I want to write and call myself a writer. But I procrastinate. Will it be good enough? Will it get read? What if it sucks? What if nobody cares? Why bother? Other things like removing a piece of fluff from my elbow or staring at the shifting leaves that touch the sky or the silly, bouncy squirrel seem to take precedence. Of course I have the excuse of being a mom and having to put some chicken nuggets in the oven. But then the words start to itch and I have a primal need to release them from my body lest they eat me alive from the inside out.
I make more sense when I write. My verbal communication can be illogical. If non sequitor was a country I’d be the queen. I’m a quiet talker, sometimes I mumble. When the words have to come out of my mouth, I use them with less confidence. Fear of stumbling. Hence the mumbling. Or maybe my mouth looks funny when I talk. My lips are thin. Writing allows me to say it and say it with conviction and logic. And I can edit.
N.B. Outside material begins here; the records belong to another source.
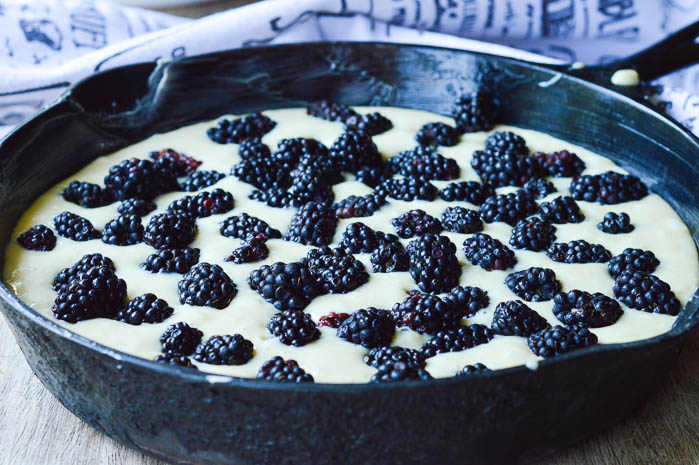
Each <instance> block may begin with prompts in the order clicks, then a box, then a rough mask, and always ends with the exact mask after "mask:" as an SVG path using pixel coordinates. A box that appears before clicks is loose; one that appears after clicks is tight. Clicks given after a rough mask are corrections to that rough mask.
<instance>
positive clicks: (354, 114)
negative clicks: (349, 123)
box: [306, 100, 357, 121]
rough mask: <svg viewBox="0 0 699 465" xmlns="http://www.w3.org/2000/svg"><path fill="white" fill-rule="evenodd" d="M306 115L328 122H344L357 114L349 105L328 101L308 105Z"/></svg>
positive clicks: (312, 103)
mask: <svg viewBox="0 0 699 465" xmlns="http://www.w3.org/2000/svg"><path fill="white" fill-rule="evenodd" d="M306 113H307V114H309V115H311V116H315V117H316V118H322V119H324V120H328V121H346V120H347V119H348V118H349V117H351V116H357V112H356V111H354V110H352V108H350V107H349V105H345V104H344V103H338V102H330V101H328V100H321V101H319V102H313V103H309V104H308V107H306Z"/></svg>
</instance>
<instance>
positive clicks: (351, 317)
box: [337, 307, 396, 349]
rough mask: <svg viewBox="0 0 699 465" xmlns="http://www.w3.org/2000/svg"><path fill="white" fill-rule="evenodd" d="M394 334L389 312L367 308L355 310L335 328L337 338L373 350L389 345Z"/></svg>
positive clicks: (394, 324) (392, 321)
mask: <svg viewBox="0 0 699 465" xmlns="http://www.w3.org/2000/svg"><path fill="white" fill-rule="evenodd" d="M395 332H396V326H395V324H394V323H393V318H391V313H390V312H388V311H386V310H379V309H377V308H374V307H369V308H363V309H361V310H357V311H356V312H354V313H352V315H350V317H349V318H347V319H346V320H345V321H343V322H342V324H341V325H340V327H339V328H337V337H339V338H341V339H344V340H346V341H349V342H352V343H354V344H358V345H361V346H364V347H366V348H367V349H373V348H374V347H381V346H388V345H390V344H391V341H392V340H393V335H394V334H395Z"/></svg>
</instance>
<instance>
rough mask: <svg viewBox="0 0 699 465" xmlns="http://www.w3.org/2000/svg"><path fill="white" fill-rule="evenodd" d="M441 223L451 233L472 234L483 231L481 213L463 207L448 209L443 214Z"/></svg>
mask: <svg viewBox="0 0 699 465" xmlns="http://www.w3.org/2000/svg"><path fill="white" fill-rule="evenodd" d="M441 223H442V226H444V229H446V230H447V231H449V232H455V233H462V234H472V233H475V232H479V231H483V222H482V221H481V215H480V213H478V212H477V211H476V210H469V209H468V208H463V207H448V208H447V209H446V210H444V213H442V218H441Z"/></svg>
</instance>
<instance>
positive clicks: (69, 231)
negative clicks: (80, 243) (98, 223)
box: [53, 211, 100, 242]
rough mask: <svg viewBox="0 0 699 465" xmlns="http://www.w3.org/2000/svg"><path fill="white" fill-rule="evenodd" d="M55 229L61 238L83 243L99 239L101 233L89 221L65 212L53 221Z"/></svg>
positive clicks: (69, 213) (66, 211) (71, 213)
mask: <svg viewBox="0 0 699 465" xmlns="http://www.w3.org/2000/svg"><path fill="white" fill-rule="evenodd" d="M53 227H54V228H55V229H56V232H57V233H58V235H59V236H63V237H67V238H68V239H72V240H74V241H78V242H83V241H89V240H91V239H99V237H100V233H99V231H97V230H96V229H95V227H94V226H92V223H90V221H89V220H87V219H85V218H83V217H82V216H78V215H76V214H75V213H71V212H68V211H65V212H63V213H61V214H60V215H58V216H57V217H55V218H54V219H53Z"/></svg>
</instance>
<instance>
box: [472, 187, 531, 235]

And nobody can ponder how a person could possibly have such thin lips. (Side note: My mouth has been a focal point for many throughout my life—a story in itself—so I cannot help but be a bit self-conscious about it).
While I’d prefer more people read the save-the-planet/save-ourselves pieces, people — that means you, reader— seem to latch onto the ones that have required me to open a vein or two: the first visit with my brother; my fear of speaking; the pain of infertility; marital issues; struggles with what I wear; getting older; addiction.
We’re not sheep lice.
We are a species that needs and wants to understand who we are. Sheep lice do not seem to share this longing, which is one reason why they write so little. ~ Anne Lamott
Writing helps me understand myself. And when I share those words, an amazing thing happens. Other people tell me that’s happened to them. Or I’ve inspired them. Touched them or even made a difference in someone’s life. And, quite honestly, I’m lifted up when people tell me I did a good job. That I’m a wonderful writer. I’m a sucker for that!
It’s not easy. Staring at a blank screen is inevitable. But then somehow, magically, the letters form into words into thoughts and, before I know it, I’ve said something. And I feel better and my world makes more sense to me.
I love writing. And I’m grateful to you who read my words. Even more grateful to those who provide feedback. That puts the blood back in my veins so I can write more.
Writing is so difficult that I feel that writers, having had their hell on earth, will escape all punishment hereafter. ~Jessamyn West
P.S. Special loving thanks to Waylon and elephant journal for the chance to share my stories.